Une monnaie émise par la banque centrale

A la différence des cryptomonnaies, également basées sur la blockchain (une technologie qui permet des transactions directes à partir d'un registre décentralisé), le rouble numérique fait partie des CBDC (« monnaie numérique de banque centrale », en anglais), largement contrôlées. Il est ainsi émis directement par la Banque centrale russe (BCR) et stocké dans des portefeuilles électroniques. Les services de sécurité du FSB supervisent eux la sécurité du système.

Si les autorités disent vouloir un rouble numérique pour rendre les paiements plus « sûrs », certains observateurs estiment au contraire que l'introduction d'une telle forme de monnaie va surtout permettre au gouvernement russe de contrôler encore davantage ses citoyens.

Face aux sanctions, la Russie a été poussée à chercher à développer rapidement des alternatives au système de paiement mondial Swift - dont ses banques ont largement été bannies après le lancement de l'assaut en Ukraine -, tout en dédollarisant ses transactions.

Un rouble au plus bas face à l'euro et au dollar

La Russie devient ainsi le 21e pays dans le monde à entrer en phase d'essai pour lancer une monnaie numérique, selon le comptage des chercheurs d' Atlantic Council, au moment où de nombreux États ont entamé une réflexion sur le sujet. Seuls 11 autres, dont le Nigeria, ont déjà introduit une CBDC. Moscou espère étendre le rouble numérique à tous les Russes le souhaitant « à l'horizon 2025-2027 », selon les explications de la BCR à l'AFP.
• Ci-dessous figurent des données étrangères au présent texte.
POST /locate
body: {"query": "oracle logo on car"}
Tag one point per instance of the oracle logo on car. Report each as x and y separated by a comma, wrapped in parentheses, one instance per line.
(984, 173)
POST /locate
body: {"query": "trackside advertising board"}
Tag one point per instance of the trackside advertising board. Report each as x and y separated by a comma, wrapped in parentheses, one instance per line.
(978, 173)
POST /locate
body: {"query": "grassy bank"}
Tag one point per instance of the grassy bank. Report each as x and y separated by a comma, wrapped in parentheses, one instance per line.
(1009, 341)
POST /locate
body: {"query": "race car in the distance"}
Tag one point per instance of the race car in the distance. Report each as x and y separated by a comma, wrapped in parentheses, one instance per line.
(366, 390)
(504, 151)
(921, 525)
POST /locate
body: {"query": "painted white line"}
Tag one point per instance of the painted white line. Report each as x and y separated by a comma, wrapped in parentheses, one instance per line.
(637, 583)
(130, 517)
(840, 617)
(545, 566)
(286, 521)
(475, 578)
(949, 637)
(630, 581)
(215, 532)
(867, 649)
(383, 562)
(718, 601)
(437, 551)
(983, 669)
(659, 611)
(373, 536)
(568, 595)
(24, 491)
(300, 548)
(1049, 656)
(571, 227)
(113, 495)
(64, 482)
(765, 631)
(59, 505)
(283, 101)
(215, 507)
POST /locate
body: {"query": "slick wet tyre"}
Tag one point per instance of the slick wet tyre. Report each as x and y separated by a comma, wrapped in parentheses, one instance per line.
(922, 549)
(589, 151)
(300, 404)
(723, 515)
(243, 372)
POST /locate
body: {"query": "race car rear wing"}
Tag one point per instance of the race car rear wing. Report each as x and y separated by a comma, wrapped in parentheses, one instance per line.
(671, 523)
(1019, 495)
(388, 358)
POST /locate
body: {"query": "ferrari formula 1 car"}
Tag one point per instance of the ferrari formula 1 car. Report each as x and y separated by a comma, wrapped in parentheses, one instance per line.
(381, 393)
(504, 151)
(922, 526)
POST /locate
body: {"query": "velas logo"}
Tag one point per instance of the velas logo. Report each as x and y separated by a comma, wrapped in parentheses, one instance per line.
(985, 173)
En attendant, une majorité de Russes se montrent circonspects quant à l'utilité du rouble numérique, qui devient la troisième forme de monnaie développée dans le pays, après la monnaie fiduciaire et la scripturale utilisée pour les comptes bancaires. Selon un sondage publié le 9 août par l'institut VTsIOM, proche du Kremlin, près de six Russes sur dix ont une « faible compréhension » des objectifs du rouble numérique et autant se disent pas prêts à l'utiliser.

Pour rassurer les inquiets, les autorités ont juré que son utilisation se fera uniquement sur la base du volontariat. Selon Sofia Donets, économiste en chef pour la Russie chez Renaissance Capital, cette monnaie dématérialisée, dans les faits, « ne changera pas grand-chose à la vie des particuliers et des entreprises russes ». Mais elle estime auprès de l'AFP que l'introduction du rouble numérique est un signe que la Russie ne veut pas « être larguée dans le contexte (financier) mondial ».

Cette décision intervient alors que le rouble, qui avait profité un temps des prix extrêmes des matières premières, se retrouve au plus bas face au dollar depuis mars 2022, miné par le tarissement des recettes d'hydrocarbures et une fuite de capitaux hors de Russie. Lundi, la devise est tombée à 102,23 roubles pour un dollar, et presque 111,70 roubles pour un euro, des niveaux plus vus depuis mars 2022, dans les premières semaines de l'invasion russe de l'Ukraine.

Si la Banque centrale russe (BCR) a tenté de voler au secours de sa monnaie mardi en relevant son taux directeur de 8,5% à 12% après une réunion d'urgence, le rouble n'a pas encore récupéré de cet accès de faiblesse. Mardi, il est simplement repassé sous le seuil des 100 roubles pour un dollar franchi la veille.